Pertama, betul bahwa berdoa adalah suatu kewajiban bagi setiap hamba. Namun
ingat, terkabul atau tidaknya doa tersebut, sepenuhnya tergantung iradah
(kehendak) Allah. Hal ini terlihat dari firman-Nya dalam surat al-Ghafir ayat 60 yang menggunakan kata
"astajib lakum" yang maknanya "maka aku akan MENJAWAB kalian
bukan "MENGABULKAN" kalian. Karena bermakna "MENJAWAB",
maka wajar saja bila kemudian permohonan seorang hamba ada yang terkabul ada
yang tidak. Karena semu itu tergantung dengan "JAWABAN ALLAH"; apakah
akan meng-iyakan atau menundanya atau bahkan menolaknya. Ini adalah alasan
pertama.
Sementara
alasan kedua ialah kembali kepada siapa yang berdoa alias tergantung
indiviualnya. Yakni individu yang memperhatikan etika dan adab dalam berdoa.
Tidak sebatas mengangkat tangan atau mengerakkan lidah saja, namun harus
mensinergikan akal, hati dan rasa. Setidaknya ada lima cara untuk mensinergikan
ketiga unsur tersebut, yakni sebagai berikut:
Pertama,
meminta ampun terlebih dahulu. Artinya, sebelum kita memohon kepada Allah,
sangat dianjurkan sekali untuk beristighfar kepada-Nya terlebih dahulu. Hal ini
penting karena ketika kondisi jiwa yang bersih dari dosa dan sadar atas segala
kesalahan yang telah diperbuat, akan mempercepat proses terkabulnya doa itu
sendiri. Doa yang muatajab adalah doa yang keluar dari hati dan jiwa yang suci,
bersih dan ikhlas. Bagaimana seorang tuan atau majikan berkenan memberikan upah
kepada pegawainya, sementara pegawainya sendiri masih terus melakukan kesalahan
terhadapnya? atau etis kah bila seorang karyawan yang terus menuntut upahnya
kepada atasan, sementara ia sendiri tak pernah bersikap baik kepadanya?.

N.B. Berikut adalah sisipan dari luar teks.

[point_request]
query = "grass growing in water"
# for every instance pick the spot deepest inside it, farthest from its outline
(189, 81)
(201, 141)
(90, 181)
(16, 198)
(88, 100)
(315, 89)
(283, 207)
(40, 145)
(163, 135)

Barangkali inilah perumahan yang pas untuk menggambarkan keterkaitan
antara istighfar dan berdoa.
Kedua,
sebut nama-Nya dengan baik. Artinya, dalam berdoa, pujian dan sanjungan adalah
hal penting yang tak boleh dilewatkan. Karena pujian adalah adalah satu
""penarik" dalam mensukseskan permohonan. Dan salah satu bentuk
pujian itu ialah dengan memanggil nama-nama atau sifat-sifat Allah yang elok.
Sebagaimana dalam Al-Qur'an disebutkan: "dan bagi Allah ada nama-bama yang
elok (Asmaul Husna), maka berdoalah dengannya." (Qs. al-A'raf []: 180). Sehingga
dengan menyebut nama-nama ini, nicaya doa kita akan segera terkabul.
Ketiga,
rendah hati dan penuh keseriusan. Layaknya orang yang tengah meminta, berdoa
pun harus disertai dengan sikap kerendahan hati, sopan, tidak sombong, dan
tidak main-main. Dalam hal ini Allah berfirman; " bedoalah kepada Tuhan mu
dengan rendah hati dan samar. Sesungguhnya Allah tidak menyukai orang-orang
yang berlebihan" (Qs. al-A'raf[]: 55). Maksud rendah hati di sini, memang
ada yang mengartikannya dengan suara nyaring; tidak usah mengeraskan suara.
Karena tanpa suara yang keras pun, Allah pasti tetap mendengar doa kita itu.
Sebab dia adalah dzat yang maha tahu lagi mendengar (Qs. al-Nur[]: 21).
Sebagaimana yang dikatakan oleh Ibnu Kastir dalam tafsirnya, Tafsir al-Qur'an Al-'adzim.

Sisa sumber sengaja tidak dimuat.